Envafolimab (KN035), a single-domain antibody against PD-L1 invented by Alphamab Oncology and licensed by TRACON, is the first approved subcutaneously injected PD-(L)1 inhibitor. Envafolimab was approved by the Chinese NMPA in November 2021 in adult patients with MSI-H/dMMR advanced solid tumors who failed systemic treatment and have no satisfactory alternative treatment options. In December 2019, Alphamab Oncology, 3D Medicines and TRACON entered into a collaboration whereby TRACON has the right to develop and commercialize envafolimab in soft tissue sarcoma in North America. Envafolimab is currently being studied in the ENVASARC Phase 2 pivotal trial in the United States sponsored by TRACON and a Phase 3 pivotal trial in combination with gemcitabine and oxaliplatin in advanced biliary tract cancer patients in China sponsored by TRACON’s corporate partners, Alphamab Oncology and 3D Medicines. TRACON has received orphan drug designation from the U.S. Food and Drug Administration for envafolimab for patients with soft tissue sarcoma and fast track designation from the U.S. Food and Drug Administration for envafolimab (KN035) for patients with locally advanced, unresectable or metastatic undifferentiated pleomorphic sarcoma (UPS) and myxofibrosarcoma (MFS) who have progressed on one or two prior lines of chemotherapy.

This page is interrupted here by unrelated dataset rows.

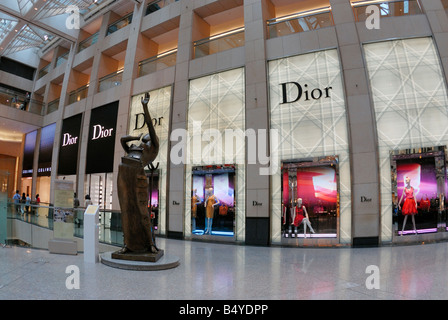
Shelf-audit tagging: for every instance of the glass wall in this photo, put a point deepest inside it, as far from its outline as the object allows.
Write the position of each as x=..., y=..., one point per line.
x=159, y=106
x=307, y=109
x=411, y=108
x=215, y=168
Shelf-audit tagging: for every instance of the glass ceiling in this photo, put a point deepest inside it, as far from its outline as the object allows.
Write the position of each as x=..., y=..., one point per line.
x=18, y=29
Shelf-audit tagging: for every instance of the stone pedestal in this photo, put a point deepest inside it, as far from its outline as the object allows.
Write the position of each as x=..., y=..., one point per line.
x=145, y=256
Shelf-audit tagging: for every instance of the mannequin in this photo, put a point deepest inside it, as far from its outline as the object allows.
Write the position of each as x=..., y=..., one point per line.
x=210, y=204
x=194, y=208
x=300, y=218
x=409, y=205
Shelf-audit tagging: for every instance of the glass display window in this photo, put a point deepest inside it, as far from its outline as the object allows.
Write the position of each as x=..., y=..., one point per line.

About ENVASARC (NCT04480502)

The ENVASARC pivotal trial is a multicenter, open label, randomized, non-comparative, parallel cohort study at 30 top cancer centers in the United States and the United Kingdom that began dosing in December 2020. ENVASARC is enrolling patients with UPS or MFS who have progressed following one or two lines of prior treatment and have not received an immune checkpoint inhibitor. A total of 80 patients will receive treatment with single agent envafolimab at 600 mg every three weeks. The primary endpoint is objective response rate by central review with duration of response a key secondary endpoint.